Manifestantes reunidos ao longo da rota de migrantes indocumentados novamente organizada pelo Movimento de Marcha (Imagem: AFP via Getty Images)
O presidente sul-africano, Cyril Ramaphosa, apelou aos manifestantes anti-imigração para não “temerem, ameaçarem ou darem ultimatos” para permitirem que imigrantes indocumentados deixem o país sem aviso prévio. Vários milhares de migrantes de outras partes de África já deixaram a África do Sul nas últimas semanas, entre receios de um surto de violência.
Um malauiano sem documentos disse à BBC que estava “feliz por voltar”, mas estava “de coração partido” por deixar os seus quatro filhos para trás. À medida que as manifestações ganharam força nos últimos meses, o Sr. Ramaphosa apelou repetidamente à calma para reconhecer a necessidade de uma reforma da imigração.
Refugiados do Malawi reunidos em frente à Embaixada do Malawi enquanto esperam o avião embarcar para casa. (Imagem: KIM LUDBROOK/EPA/Sutterstock)
No programa semanal, destacou que muitos estrangeiros têm o direito de viver na África do Sul.
O Sr. Ramaphosa escreveu: “Eles estudam, estudam, criam famílias, investem na nossa economia e contribuem positivamente para a nossa sociedade. Eles também são os guardiões das nossas leis e proteções.”
Ele acrescentou: “O direito ao protesto e à liberdade de expressão não permite que as pessoas ameacem ou intimidem outras pessoas ou se envolvam em atos de vandalismo ou violência”.
Os números oficiais mostram que a África do Sul é o lar de mais de três milhões de estrangeiros.
Antes do prazo de terça-feira, milhares de migrantes passaram semanas em campos de trânsito temporários depois de fugirem de comunidades onde temiam ataques.
Refugiados do Malawi reunidos em frente à Embaixada do Malawi (Imagem: KIM LUDBROOK/EPA/Sutterstock)
Em Durban, onde tiveram lugar algumas das maiores manifestações anti-imigração, as autoridades começaram a deslocar os campos enquanto se preparam para enviar as pessoas para casa.
Mulheres envoltas em vários sarongues esperavam junto a pilhas de pertences enquanto os autocarros chegavam para as levar ao Malawi.

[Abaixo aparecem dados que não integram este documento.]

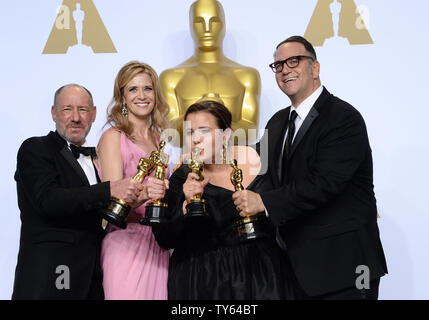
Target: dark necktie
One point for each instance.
(289, 138)
(86, 151)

Nelson Mbewe disse que viajou para a África do Sul na esperança de ganhar dinheiro para trazer familiares de volta para casa.
Mbewe disse: “Mas já tivemos desafios antes – dizem que temos de ir para casa porque não temos os documentos certos”.
Acrescentou, referindo-se ao termo depreciativo contra os migrantes africanos: “Dizem que somos Makwerekwere”.
Nkosikhona ‘Phakelumthakathi’ Ndabandaba e outros ativistas marcham contra migrantes indocumentados (Imagem: AFP via Getty Images)
Ele disse: “É o país, o que devemos fazer? Portanto, comprometemo-nos a voltar para casa”.
Outro malauiano, Assaan Phiri, apelou à unidade.
Sr. Phiri disse: “Quero dizer a todos os sul-africanos que somos todos um. Aconteça o que acontecer, aconteça o que acontecer, África deve continuar a ser África.”
Ele acrescentou: “África não pode existir sem África, sem África… sem Malawi, sem lugar nenhum. Portanto, aconteça o que acontecer, devemos amar-nos uns aos outros e unir África.”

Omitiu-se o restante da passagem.